SOUTH OF BROAD
By Pat Conroy
Nan A. Talese/Doubleday. 514 pp. $29.95
When I was on Page 322 of Pat Conroy's 514-page new novel, "South of Broad," I began to feel that the characters were crying a lot, which wouldn't have bothered me if the characters were children. They're not. So, I began noting in the margins each time an adult let loose with the waterworks. The finding? Characters cry, sob, tear, weep, wail and well up on the following pages: 322, 330, 340, 354, 367, 382, 393, 395, 396, 403, 418, 419, 420, 429, 439, 440, 444, 448 (twice), 452, 462, 463, 465, 466, 467, 477, 490 (twice) and 493. In addition to the main players in the novel, Meryl Streep is tearful on Page 447 and God weeps on Page 476. Bear in mind, these are only the tears I tracked in the last 200 pages of the tale. Hurricane Hugo, the storm that ravaged Charleston, S.C., in 1989 and figures prominently in the novel's final pages, might not have dumped quite as much water on the city as Conroy's characters.
It's possible that the sobbing and sniveling occasionally felt inauthentic to me because I am a priggish New Englander who is uncomfortable with what may be a Southern penchant for drama. But as a novelist, I know all too well that there are few easier ways to wrest sniffles from a reader than to have a couple of real men cry like babies in each other's arms or a good woman stoically sniff back her tears. Been there, done that.
In all fairness, "South of Broad" is a big sweeping novel of friendship and marriage -- and, perhaps, vintage Pat Conroy. In other words, a lot of that crying is justified.
The tale begins on June 16, 1969, when high school junior Leopold Bloom King is asked by his mother, the school principal, to befriend some students who will be starting there the following September. That day he meets the companions he will take into adulthood: dirt-poor brother and sister orphans, Starla and Niles Whitehead, who are handcuffed to chairs; preternaturally charismatic twins Sheba and Trevor Poe; aristocratic brother and sister Chad and Fraser Rutledge, Carolinians of impeccable breeding; Chad's equally patrician girlfriend, Molly Huger; and Ike Jefferson, among the first African Americans to be integrated into the public school.

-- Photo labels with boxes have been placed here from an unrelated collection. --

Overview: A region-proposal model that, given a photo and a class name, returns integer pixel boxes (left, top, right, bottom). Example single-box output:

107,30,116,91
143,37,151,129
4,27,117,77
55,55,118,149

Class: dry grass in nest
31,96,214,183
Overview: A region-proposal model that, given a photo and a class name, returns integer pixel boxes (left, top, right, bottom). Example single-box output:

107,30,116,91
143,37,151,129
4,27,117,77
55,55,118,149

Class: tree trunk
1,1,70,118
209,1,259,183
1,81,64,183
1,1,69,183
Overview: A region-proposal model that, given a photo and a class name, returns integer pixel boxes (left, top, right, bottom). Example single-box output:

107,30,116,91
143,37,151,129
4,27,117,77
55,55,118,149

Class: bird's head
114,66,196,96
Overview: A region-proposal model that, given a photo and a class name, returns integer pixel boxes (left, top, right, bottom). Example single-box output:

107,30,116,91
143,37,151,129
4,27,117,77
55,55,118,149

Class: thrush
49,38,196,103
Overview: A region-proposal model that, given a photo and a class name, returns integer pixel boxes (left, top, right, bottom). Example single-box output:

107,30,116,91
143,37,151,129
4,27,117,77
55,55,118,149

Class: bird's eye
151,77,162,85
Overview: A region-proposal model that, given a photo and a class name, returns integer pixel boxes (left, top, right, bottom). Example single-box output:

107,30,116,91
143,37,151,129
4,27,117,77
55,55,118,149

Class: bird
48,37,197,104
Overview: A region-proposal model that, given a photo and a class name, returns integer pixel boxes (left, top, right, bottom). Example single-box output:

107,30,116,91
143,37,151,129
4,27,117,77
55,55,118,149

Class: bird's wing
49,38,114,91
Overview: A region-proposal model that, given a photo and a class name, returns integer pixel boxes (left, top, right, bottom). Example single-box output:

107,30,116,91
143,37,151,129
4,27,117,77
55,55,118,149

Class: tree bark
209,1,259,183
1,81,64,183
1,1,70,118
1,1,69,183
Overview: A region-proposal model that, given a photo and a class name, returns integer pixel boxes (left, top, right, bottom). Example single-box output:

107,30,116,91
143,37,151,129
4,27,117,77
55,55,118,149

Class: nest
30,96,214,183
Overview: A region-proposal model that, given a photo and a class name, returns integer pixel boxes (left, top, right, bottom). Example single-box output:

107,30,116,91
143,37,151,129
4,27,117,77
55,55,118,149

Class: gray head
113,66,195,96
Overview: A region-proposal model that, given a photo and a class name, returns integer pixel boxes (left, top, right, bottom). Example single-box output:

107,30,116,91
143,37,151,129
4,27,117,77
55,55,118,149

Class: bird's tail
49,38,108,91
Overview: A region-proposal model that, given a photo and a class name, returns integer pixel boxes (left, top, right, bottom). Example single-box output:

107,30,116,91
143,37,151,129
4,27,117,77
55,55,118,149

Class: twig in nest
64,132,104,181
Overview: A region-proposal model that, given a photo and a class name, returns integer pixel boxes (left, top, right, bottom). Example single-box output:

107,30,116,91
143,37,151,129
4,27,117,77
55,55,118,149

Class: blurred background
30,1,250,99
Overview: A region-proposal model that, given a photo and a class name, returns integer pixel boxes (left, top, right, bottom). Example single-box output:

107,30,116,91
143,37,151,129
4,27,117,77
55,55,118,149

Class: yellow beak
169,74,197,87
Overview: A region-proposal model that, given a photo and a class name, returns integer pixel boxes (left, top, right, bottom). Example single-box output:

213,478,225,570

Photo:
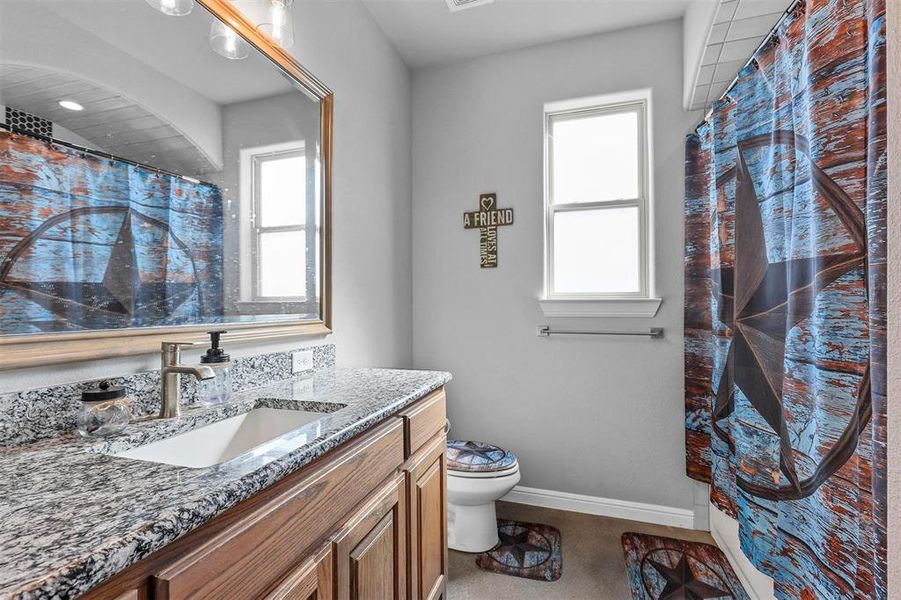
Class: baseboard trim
710,505,776,600
501,485,695,529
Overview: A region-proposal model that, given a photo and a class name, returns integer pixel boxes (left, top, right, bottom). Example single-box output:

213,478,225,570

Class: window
241,141,319,302
542,90,660,316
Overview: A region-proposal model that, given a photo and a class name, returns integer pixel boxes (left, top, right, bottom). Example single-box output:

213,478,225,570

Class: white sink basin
114,408,324,469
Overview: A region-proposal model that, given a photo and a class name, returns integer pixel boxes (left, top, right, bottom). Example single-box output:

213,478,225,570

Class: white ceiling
0,64,222,174
0,0,293,105
363,0,687,68
691,0,792,110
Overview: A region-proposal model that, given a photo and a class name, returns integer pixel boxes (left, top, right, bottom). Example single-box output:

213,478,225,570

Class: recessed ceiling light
444,0,494,12
59,100,84,110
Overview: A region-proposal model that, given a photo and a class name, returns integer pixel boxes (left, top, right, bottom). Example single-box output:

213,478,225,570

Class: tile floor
447,502,714,600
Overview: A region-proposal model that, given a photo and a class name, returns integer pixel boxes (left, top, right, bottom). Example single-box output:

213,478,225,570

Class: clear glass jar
197,330,232,406
197,362,232,406
75,381,134,438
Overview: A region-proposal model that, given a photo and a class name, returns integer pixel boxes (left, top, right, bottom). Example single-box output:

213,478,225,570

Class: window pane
553,206,641,294
259,231,306,298
551,112,639,204
259,155,306,227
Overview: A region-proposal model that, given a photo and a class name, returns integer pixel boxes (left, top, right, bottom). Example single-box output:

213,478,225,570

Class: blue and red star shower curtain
685,0,887,600
0,131,223,334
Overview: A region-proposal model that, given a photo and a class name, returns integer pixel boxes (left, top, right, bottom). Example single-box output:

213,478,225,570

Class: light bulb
147,0,194,17
259,0,294,48
210,20,250,60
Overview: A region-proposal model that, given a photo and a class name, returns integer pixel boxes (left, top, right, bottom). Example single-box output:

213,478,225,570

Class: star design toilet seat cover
447,440,516,473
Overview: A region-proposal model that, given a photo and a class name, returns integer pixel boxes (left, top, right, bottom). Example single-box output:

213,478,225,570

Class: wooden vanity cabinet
334,474,407,600
265,542,335,600
84,389,447,600
404,432,447,600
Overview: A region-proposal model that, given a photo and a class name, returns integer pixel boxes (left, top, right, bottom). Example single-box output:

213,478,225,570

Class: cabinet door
335,474,407,600
265,541,335,600
407,434,447,600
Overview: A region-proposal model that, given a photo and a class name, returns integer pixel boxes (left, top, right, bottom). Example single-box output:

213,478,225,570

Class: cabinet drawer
153,419,404,600
399,388,447,458
264,541,335,600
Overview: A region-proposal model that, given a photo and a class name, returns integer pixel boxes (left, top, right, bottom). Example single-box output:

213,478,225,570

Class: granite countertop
0,368,450,599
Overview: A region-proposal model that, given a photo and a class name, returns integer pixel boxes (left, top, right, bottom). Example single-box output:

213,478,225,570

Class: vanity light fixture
210,19,250,60
147,0,194,17
259,0,294,49
57,100,84,111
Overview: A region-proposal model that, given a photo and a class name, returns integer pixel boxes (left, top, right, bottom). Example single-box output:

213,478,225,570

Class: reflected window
241,141,319,302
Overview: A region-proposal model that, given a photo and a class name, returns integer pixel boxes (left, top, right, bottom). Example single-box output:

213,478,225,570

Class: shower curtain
685,0,887,600
0,131,223,334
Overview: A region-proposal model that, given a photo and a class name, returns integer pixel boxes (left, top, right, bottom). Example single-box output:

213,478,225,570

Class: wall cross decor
463,194,513,269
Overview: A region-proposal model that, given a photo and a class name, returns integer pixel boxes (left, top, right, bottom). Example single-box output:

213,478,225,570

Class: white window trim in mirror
239,140,320,304
539,89,662,318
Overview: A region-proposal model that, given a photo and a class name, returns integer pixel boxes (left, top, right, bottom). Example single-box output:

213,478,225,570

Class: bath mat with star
622,533,750,600
476,519,563,581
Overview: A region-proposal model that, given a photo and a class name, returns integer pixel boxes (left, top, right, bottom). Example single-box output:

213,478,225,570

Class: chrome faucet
160,342,216,419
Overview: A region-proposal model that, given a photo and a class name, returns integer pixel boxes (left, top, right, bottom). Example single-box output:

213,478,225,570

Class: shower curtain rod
0,123,213,185
695,0,804,132
538,325,663,339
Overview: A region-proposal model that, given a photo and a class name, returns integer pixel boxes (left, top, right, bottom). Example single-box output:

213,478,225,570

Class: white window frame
540,89,661,317
240,140,319,304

They will all become the greatest of friends, class and race lines becoming irrelevant except as good-natured ribbing. As adults, Leo will marry Starla, Chad will marry Molly and Niles will marry Fraser. (Fans of the classic TV sitcom "Frasier" are going to pause on the title of Chapter 12. I know I did.) Sheba will go to Hollywood and become a movie star with a mouth like a sewer and the sort of libido that men always want in their women, while Trevor will go to San Francisco where he will become the toast of the gay community until he winds up HIV-positive.
It would be impossible to summarize all that occurs to the group in this space, but suffice to say their adventures are extensive and, often enough, tear-jerking. They win (and lose) big football games, they venture to San Francisco to retrieve Trevor when he is ill, they try to protect themselves from Sheba and Trevor's psychotic killer of a father. Leo frets over his estranged wife, a woman damaged beyond repair by her childhood as an orphan. And then there's that hurricane.
Meanwhile, adding a penumbra of sadness to Leo's story is the suicide of his elder brother. Leo was only 8 when he found his brother, "his arteries severed, dead in the bathtub we both shared, my father's straight razor on the tiles of our bathroom floor." Leo will spend a large chunk of his childhood first in mental institutions and then taking the fall for a crime he didn't commit.
Much is made of the idea that Leo's mother has named him after James Joyce's Leopold Bloom and all of these friends find each other on the very day when Joyce's "Ulysses" is set. But "South of Broad" seems to be a reworking of the Joyce masterpiece only in that Leo learns "the power of accident and magic in human affairs . . . the unanswerable powers of fate, and how one day can shift the course of ten thousand lives."
I should note that even though I felt stage-managed by Conroy's heavy hand, I still turned the pages with relish. Conroy is an immensely gifted stylist, and there are passages in the novel that are lush and beautiful and precise. No one can describe a tide or a sunset with his lyricism and exactitude. My sense is that the millions of readers who cherish Conroy's work won't be at all disappointed -- and nor will anyone who owns stock in Kleenex.
Bohjalian is the author of 12 novels, including "Midwives," "The Double Bind" and "Skeletons at the Feast."